Wednesday, August 25, 2010

Day Three - Feel the Vibrations

...and not the good kind, sadly. You know, I once had a doctor who advised acrobatic sex as a viable form of cardio (Sorry, Dad, if you're reading this).
I have no segue, so let's jump right into: what the hell? It's not like I've never done this before. I've just never been consistent about it. I hear people say that once you get used to exercise, it doesn't hurt so much. Well, that cannot happen fast enough for me. Sometimes I think about those people who run marathons and never consume any sugar, trans fats or salt, and still drop dead of a heart attack.
I think maybe someone pissed someone off. Yeah... hmmmm.... apparently today is the day of no transitions, so let's jump in.

The Goal:
Rest or do 30-45 minutes of cross-training (any cardio other than walking or running).

The Reality:
Taking the rest option was so very, very tempting, but I figured I better not lose what modicum of momentum I have. I wasn't in the mood to go to the office gym (yes, my office has a gym, and there's not much you should be jealous of me for, but if your office doesn't have a gym, that's something, just sayin'), so I decided to pop in the Dancing With the Stars cardio fit DVD.

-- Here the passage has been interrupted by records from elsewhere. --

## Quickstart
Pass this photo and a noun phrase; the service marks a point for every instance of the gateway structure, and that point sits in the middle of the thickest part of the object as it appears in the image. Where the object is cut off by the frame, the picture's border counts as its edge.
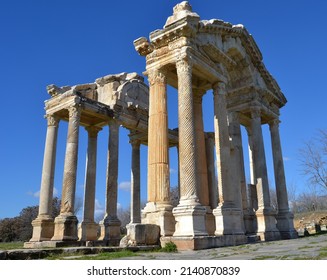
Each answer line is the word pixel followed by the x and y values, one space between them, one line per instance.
pixel 216 207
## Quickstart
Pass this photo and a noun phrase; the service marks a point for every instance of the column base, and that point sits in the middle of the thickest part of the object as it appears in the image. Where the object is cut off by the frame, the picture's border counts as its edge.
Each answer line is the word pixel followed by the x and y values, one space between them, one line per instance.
pixel 43 229
pixel 190 219
pixel 210 221
pixel 229 220
pixel 88 231
pixel 140 235
pixel 285 225
pixel 65 228
pixel 267 229
pixel 159 214
pixel 249 221
pixel 110 231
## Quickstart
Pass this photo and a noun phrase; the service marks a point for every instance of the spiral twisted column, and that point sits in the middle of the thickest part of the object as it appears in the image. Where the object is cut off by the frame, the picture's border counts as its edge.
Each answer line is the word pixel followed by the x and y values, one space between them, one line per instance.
pixel 202 172
pixel 110 225
pixel 266 221
pixel 43 225
pixel 158 144
pixel 158 209
pixel 239 182
pixel 88 228
pixel 66 222
pixel 135 183
pixel 228 214
pixel 284 217
pixel 189 214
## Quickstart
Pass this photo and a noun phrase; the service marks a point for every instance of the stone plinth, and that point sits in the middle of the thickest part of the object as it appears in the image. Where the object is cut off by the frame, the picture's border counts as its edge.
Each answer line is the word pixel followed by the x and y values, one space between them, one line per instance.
pixel 161 215
pixel 110 231
pixel 65 228
pixel 88 231
pixel 43 229
pixel 204 242
pixel 190 220
pixel 141 234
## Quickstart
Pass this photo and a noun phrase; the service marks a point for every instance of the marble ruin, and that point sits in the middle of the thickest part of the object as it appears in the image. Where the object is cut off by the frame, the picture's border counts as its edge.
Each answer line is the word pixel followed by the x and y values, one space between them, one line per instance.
pixel 216 206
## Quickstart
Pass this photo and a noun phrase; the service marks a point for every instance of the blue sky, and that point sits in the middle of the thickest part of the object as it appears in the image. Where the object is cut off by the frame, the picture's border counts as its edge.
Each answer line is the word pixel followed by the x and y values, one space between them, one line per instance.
pixel 74 42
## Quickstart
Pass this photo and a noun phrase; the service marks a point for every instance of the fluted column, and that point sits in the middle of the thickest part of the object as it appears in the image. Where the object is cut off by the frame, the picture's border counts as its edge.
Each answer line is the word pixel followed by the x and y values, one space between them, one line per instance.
pixel 212 181
pixel 238 156
pixel 158 209
pixel 43 226
pixel 284 217
pixel 88 228
pixel 66 222
pixel 189 214
pixel 158 144
pixel 265 214
pixel 135 183
pixel 110 225
pixel 229 220
pixel 201 159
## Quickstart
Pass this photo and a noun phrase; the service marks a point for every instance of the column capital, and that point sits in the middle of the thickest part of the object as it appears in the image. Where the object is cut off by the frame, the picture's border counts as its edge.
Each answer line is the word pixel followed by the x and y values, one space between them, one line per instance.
pixel 74 111
pixel 135 144
pixel 183 64
pixel 255 112
pixel 274 123
pixel 52 120
pixel 198 95
pixel 219 88
pixel 234 116
pixel 157 76
pixel 93 130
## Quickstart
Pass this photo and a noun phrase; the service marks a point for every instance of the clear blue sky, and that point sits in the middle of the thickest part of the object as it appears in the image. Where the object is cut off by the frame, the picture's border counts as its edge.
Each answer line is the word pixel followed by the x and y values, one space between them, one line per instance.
pixel 74 42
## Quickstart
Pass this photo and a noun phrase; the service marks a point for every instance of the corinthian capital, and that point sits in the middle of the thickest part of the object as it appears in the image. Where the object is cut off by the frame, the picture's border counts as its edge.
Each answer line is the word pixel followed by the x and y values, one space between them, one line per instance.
pixel 184 65
pixel 74 111
pixel 157 76
pixel 52 120
pixel 274 123
pixel 219 88
pixel 93 131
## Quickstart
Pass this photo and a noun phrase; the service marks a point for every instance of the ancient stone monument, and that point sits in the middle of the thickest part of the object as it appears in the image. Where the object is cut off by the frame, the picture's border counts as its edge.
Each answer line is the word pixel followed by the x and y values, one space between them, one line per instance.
pixel 216 207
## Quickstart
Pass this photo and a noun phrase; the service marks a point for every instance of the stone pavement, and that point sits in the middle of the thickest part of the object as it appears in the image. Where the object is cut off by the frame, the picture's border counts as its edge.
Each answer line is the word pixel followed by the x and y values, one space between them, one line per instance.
pixel 314 247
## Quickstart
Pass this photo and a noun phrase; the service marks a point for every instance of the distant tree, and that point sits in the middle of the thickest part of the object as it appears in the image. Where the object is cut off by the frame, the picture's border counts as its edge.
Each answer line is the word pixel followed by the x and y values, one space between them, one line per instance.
pixel 313 157
pixel 9 228
pixel 20 228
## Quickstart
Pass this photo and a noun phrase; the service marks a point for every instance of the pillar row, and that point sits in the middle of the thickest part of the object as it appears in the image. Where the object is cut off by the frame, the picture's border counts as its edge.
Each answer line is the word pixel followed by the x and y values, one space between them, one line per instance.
pixel 265 215
pixel 228 214
pixel 88 228
pixel 43 225
pixel 158 209
pixel 66 222
pixel 189 214
pixel 110 225
pixel 135 183
pixel 284 217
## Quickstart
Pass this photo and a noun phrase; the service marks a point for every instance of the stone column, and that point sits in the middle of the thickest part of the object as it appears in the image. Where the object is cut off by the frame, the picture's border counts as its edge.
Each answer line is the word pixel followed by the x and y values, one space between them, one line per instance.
pixel 158 209
pixel 135 184
pixel 88 228
pixel 265 214
pixel 189 214
pixel 212 180
pixel 202 172
pixel 66 222
pixel 43 226
pixel 284 217
pixel 110 225
pixel 235 132
pixel 229 218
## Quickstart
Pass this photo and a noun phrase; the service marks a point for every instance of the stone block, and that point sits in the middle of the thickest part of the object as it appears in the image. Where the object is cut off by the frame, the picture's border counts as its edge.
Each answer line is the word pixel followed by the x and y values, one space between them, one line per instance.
pixel 141 234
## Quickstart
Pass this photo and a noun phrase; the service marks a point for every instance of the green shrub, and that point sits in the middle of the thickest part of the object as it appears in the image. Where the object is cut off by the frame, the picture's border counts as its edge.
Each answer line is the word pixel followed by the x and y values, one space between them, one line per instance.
pixel 169 247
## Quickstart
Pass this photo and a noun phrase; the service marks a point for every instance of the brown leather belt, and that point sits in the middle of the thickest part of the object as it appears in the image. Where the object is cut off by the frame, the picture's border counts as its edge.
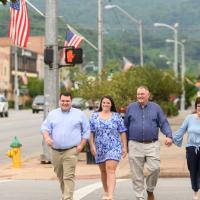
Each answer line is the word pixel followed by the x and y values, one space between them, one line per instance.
pixel 146 141
pixel 61 150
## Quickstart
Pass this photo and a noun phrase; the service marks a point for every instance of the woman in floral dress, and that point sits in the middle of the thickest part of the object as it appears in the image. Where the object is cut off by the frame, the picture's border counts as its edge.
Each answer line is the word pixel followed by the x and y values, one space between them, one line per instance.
pixel 107 142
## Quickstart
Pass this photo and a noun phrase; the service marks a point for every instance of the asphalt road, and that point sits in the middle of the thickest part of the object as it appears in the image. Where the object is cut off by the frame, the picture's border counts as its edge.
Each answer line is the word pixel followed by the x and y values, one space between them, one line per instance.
pixel 167 189
pixel 25 126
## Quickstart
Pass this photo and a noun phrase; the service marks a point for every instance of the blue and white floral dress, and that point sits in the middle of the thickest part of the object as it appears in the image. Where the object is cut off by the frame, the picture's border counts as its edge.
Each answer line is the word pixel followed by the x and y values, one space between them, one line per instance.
pixel 107 136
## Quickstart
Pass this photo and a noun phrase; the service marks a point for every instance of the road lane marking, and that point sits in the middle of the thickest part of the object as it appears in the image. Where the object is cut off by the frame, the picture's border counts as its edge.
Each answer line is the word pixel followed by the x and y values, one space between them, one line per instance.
pixel 82 192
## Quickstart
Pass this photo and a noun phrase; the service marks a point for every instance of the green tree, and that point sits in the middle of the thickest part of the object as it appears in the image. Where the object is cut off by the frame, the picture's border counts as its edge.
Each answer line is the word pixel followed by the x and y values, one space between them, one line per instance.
pixel 35 87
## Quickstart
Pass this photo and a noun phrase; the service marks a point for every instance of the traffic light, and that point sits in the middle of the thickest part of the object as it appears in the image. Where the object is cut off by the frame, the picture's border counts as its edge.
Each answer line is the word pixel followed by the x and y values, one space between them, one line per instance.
pixel 48 55
pixel 73 56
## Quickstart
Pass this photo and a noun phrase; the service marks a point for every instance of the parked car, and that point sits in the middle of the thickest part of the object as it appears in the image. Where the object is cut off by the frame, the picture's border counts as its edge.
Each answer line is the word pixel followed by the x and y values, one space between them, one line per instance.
pixel 3 106
pixel 38 104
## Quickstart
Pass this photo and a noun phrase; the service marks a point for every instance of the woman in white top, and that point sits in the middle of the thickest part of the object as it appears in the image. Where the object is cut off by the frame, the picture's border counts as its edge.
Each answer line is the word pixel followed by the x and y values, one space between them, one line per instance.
pixel 191 125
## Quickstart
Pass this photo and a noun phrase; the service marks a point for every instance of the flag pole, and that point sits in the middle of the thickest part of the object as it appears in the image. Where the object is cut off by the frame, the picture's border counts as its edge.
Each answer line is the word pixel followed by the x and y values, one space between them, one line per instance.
pixel 16 85
pixel 76 32
pixel 70 27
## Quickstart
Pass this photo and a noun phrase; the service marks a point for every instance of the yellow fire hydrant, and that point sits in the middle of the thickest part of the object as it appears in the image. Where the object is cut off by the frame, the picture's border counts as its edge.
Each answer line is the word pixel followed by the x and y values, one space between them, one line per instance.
pixel 15 153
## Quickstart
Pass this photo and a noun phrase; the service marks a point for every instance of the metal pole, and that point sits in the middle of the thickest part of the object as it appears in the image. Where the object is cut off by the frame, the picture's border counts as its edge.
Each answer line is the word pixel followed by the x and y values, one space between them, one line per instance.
pixel 16 85
pixel 141 44
pixel 51 76
pixel 100 35
pixel 182 107
pixel 176 52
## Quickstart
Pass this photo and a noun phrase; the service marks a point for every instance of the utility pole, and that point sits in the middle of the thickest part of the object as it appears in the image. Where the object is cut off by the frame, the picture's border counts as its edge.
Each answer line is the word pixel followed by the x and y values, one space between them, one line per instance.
pixel 100 35
pixel 16 85
pixel 51 75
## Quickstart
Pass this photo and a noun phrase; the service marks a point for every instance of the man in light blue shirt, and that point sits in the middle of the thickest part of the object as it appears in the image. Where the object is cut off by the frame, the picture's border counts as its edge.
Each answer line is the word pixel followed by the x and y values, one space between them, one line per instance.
pixel 66 131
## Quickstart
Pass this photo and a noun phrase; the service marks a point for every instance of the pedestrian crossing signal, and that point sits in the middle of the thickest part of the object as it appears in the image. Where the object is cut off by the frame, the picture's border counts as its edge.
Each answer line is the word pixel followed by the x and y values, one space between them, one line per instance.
pixel 73 56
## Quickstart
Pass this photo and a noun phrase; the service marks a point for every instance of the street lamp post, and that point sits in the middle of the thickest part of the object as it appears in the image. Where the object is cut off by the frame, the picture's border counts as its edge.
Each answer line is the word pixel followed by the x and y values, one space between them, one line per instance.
pixel 139 22
pixel 182 106
pixel 174 28
pixel 168 62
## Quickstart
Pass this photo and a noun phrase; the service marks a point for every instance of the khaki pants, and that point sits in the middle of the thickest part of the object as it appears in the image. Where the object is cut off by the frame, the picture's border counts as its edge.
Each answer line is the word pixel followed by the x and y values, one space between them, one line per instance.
pixel 64 166
pixel 144 154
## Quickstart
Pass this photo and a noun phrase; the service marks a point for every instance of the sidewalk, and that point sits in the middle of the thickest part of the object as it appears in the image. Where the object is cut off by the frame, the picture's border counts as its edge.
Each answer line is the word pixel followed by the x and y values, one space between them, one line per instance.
pixel 173 163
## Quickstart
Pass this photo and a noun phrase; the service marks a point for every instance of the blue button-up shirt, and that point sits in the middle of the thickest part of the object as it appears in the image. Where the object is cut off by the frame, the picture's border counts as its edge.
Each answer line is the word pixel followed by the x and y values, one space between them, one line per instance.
pixel 67 129
pixel 143 123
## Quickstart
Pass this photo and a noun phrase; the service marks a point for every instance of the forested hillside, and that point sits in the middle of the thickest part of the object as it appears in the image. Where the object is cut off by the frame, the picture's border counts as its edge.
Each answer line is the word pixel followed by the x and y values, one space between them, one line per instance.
pixel 122 37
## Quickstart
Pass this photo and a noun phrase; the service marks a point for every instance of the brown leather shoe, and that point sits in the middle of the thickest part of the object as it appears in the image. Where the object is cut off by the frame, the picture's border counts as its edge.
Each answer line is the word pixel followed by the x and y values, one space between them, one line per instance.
pixel 150 196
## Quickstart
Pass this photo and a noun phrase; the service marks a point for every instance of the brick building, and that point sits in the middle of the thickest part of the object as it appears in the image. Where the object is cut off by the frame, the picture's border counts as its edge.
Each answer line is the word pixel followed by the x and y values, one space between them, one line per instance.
pixel 30 62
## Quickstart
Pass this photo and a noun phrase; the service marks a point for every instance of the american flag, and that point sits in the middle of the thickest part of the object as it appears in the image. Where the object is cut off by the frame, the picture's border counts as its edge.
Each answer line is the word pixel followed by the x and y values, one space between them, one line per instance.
pixel 19 27
pixel 72 39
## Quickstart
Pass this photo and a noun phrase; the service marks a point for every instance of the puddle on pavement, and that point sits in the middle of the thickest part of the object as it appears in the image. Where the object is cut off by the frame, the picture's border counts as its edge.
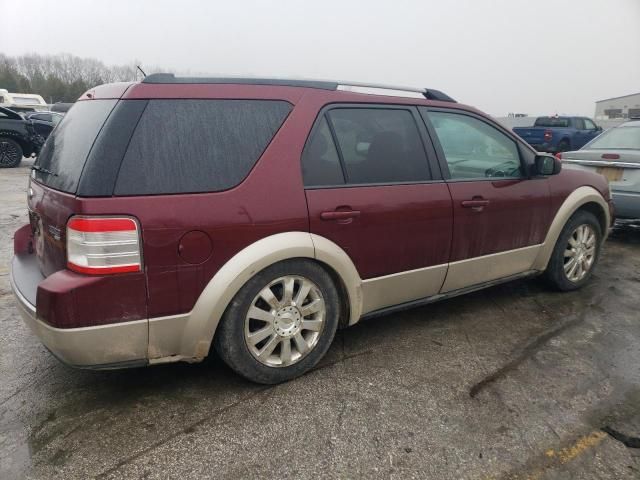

Little pop trivia sidebar: I love to dance -- swing, ballroom, Latin... it's a blast. I danced in college and I love doing it, but I don't get to very often because, take note, the men in this town are pussies. Actually, the men in most towns are pussies. In my experience, the only men at dance classes are the ones who have been dragged by their women, so the idea of touching another woman is... well, it might not be abhorrent to them, but if dudes are afraid of one thing, it's getting the evil eye from their ladies. Gentlemen, grow a pair. And ladies... really.

Well, suffice to say, most of my opportunity to dance is restricted to the alone in my apartment variety. Which would have been fine. Except the DVD didn't work. (Prayers to the God of Electronics that it's the disc and not my player). Which lead me to.... stairwell suicides.

Yes, I'm sure that going up and down steps counts as walking, to a degree. But I wanted to get something done before I lost my momentum. So up and down and up and down we went, my iPod and me. Up 8, down 8, up 16, down 16, up 24, down 24, up 32, down 32, up 40, down 40, up 48, down 48. Times four stairwells. So that's.... (calculator) up and down 672 steps.

The Result:

Those aforementioned vibrations? The not good kind? The kind Marky Mark and the Funky Bunch were not singing about? Yeah. In my knees. Which, an hour later, are still shaking.

Today's Suck:

Ate a doughnut. I know I'm not doing the deprivation thing, but I also do have to get back on track with not eating sweets or indulgent foods just because they're there, rather than because I really want them. Also, my mental energy was generally low today, which might contribute to my writing something that sounds like it comes from a six-year-old or an accountant.

Today's Success:

Given the option of skipping a workout today, I opted to do one, even if it varied a little from what was suggested in the plan. And... despite my legs hurting like a mother, I didn't fall down.